DEAN simulation workflow in ModelCenter
Simmons had previously demonstrated his ability to set up workflows using the ModelCenter framework to automate a range of different optimization problems so he was asked to get involved in the project. He started out by recoding the NPSS DEAN model to convert hard-coded values such as the chamber length, inner and outer chamber radii and oxygen to fuel ratio (O/F) into parameters that could be accessed from the command line. He created a ModelCenter script to generate the geometry of a design point and calculate the geometric parameters needed to drive NPSS and display the design. He used ModelCenter to create an automated workflow that drives the parameterized DEAN model to run trade studies. The cycle time for analyzing a single design point with this workflow is only 4 minutes. Simmons used the local load balancing feature of ModelCenter to run 5 cases in parallel to further increase the speed at which trade studies consisting of large numbers of design points could be run.

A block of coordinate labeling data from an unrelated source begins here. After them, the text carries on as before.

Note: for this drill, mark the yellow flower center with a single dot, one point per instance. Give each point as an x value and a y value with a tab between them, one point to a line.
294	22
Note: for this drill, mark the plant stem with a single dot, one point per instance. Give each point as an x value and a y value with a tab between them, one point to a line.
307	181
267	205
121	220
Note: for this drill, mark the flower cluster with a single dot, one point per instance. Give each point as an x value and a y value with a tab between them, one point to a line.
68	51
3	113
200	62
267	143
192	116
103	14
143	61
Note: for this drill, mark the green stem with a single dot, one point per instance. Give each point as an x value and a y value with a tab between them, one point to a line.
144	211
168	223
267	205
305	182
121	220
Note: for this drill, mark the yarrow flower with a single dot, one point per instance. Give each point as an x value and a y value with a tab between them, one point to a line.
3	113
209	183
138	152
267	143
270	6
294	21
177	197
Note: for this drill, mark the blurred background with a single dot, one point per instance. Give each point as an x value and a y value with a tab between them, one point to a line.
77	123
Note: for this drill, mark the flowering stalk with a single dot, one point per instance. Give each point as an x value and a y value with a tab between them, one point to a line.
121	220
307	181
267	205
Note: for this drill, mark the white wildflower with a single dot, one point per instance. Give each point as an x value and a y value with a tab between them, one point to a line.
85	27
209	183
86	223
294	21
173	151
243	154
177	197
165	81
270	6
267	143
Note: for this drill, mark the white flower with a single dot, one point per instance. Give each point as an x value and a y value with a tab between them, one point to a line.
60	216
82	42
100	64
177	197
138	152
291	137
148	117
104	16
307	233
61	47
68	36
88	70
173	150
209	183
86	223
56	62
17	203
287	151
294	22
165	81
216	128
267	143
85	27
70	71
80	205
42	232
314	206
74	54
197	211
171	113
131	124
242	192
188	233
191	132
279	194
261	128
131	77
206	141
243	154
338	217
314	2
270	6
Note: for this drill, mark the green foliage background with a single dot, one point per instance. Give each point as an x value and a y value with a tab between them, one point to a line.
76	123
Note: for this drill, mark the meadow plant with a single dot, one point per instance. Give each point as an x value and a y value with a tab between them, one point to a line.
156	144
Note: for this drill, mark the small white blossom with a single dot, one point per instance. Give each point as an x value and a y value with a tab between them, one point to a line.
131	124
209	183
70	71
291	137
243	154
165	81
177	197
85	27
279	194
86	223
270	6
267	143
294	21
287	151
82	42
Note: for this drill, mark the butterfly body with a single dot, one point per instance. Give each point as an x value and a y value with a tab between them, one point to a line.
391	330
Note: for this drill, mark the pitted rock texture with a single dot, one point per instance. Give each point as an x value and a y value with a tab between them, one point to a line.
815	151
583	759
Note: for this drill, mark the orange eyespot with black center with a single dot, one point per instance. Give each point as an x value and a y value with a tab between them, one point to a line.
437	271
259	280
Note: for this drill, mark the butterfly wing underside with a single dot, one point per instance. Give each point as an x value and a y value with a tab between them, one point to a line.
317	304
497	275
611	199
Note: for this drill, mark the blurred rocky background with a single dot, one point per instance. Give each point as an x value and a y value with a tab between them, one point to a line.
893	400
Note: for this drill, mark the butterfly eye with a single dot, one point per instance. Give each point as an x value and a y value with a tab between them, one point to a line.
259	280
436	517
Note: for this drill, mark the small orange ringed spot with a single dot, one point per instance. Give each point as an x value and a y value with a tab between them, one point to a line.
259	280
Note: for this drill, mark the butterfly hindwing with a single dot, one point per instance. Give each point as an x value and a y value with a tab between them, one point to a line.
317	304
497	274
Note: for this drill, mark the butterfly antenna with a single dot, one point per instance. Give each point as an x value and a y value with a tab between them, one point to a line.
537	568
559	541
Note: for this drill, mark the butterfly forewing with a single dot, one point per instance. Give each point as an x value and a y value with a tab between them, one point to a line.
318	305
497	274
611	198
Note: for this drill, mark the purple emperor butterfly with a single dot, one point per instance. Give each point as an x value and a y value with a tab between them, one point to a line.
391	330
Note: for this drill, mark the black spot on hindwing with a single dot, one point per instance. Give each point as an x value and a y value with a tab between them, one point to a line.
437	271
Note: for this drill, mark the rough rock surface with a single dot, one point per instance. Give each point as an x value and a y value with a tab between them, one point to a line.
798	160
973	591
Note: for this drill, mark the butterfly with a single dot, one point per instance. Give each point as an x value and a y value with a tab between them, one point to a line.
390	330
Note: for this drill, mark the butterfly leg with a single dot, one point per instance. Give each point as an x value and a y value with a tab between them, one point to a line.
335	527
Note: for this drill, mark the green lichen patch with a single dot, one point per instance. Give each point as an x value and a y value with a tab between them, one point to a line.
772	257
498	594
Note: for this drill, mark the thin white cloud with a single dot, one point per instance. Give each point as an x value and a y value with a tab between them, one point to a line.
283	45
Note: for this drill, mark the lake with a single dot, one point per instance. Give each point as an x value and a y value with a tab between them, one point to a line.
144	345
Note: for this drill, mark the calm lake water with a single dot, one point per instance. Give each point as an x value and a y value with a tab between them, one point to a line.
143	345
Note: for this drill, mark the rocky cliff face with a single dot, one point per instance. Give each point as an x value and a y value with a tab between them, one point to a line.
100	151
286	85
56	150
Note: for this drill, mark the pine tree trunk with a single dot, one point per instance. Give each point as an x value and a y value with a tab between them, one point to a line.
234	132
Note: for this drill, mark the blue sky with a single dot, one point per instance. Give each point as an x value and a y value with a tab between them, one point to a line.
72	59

DEAN optimization results for original design case
Simmons used the workflow to run trade studies examining the effect of chamber length, O/F and total mass flow on thrust and specific impulse to establish the rough boundaries of the design space. This study helped reduce the size of the DEAN’s base design by 40% by eliminating unneeded engine length. He then expanded the workflow to capture additional performance parameters including materials constraints, engine weight, engine geometry and turbomachinery performance. He ran a new set of trade studies on the expanded workflow to evaluate the sensitivity of the performance parameters to the design variables. Using the results of the sensitivity analysis he formally defined a multi-objective optimization process utilizing Designs of Experiments (DoEs) and the Darwin optimizer in ModelCenter. One of the key steps in the optimization process was to seed the optimizer with the best designs from a DoE study. The workflow iterated to an optimal design for the original case in two days. Around this time, a professor asked him to optimize DEAN for five additional missions. With the model parameterized and the workflow created, this was simply a matter of adjusting the objectives and design parameter boundaries to match each additional case and re-running the optimization studies.
Optimized DEAN engine exceeds requirements and outperforms traditional engines for three missions based on the IHPRPT and NGE programs
Optimized designs of the DEAN are smaller, lighter, and better performing than their traditional counterparts. The table above compares the DEAN to the RL10 engine for missions ranging from 25,000 lbf to 35,000 lbf vacuum thrust. In all three cases the DEAN is one quarter the length and one fifth the radius of a comparable RL10 while exceeding the specific impulse of an RL10 by as much as 5 seconds. These performance gains are achieved by doubling the chamber pressure of an RL10 and leveraging the compact size of the DEAN’s aerospike nozzle. Similar performance gains are seen for the X-37 and SLS missions, giving the DEAN improved performance over traditional upper stage engines over a vacuum thrust range of 6,500 lbf to 100,000 lbf.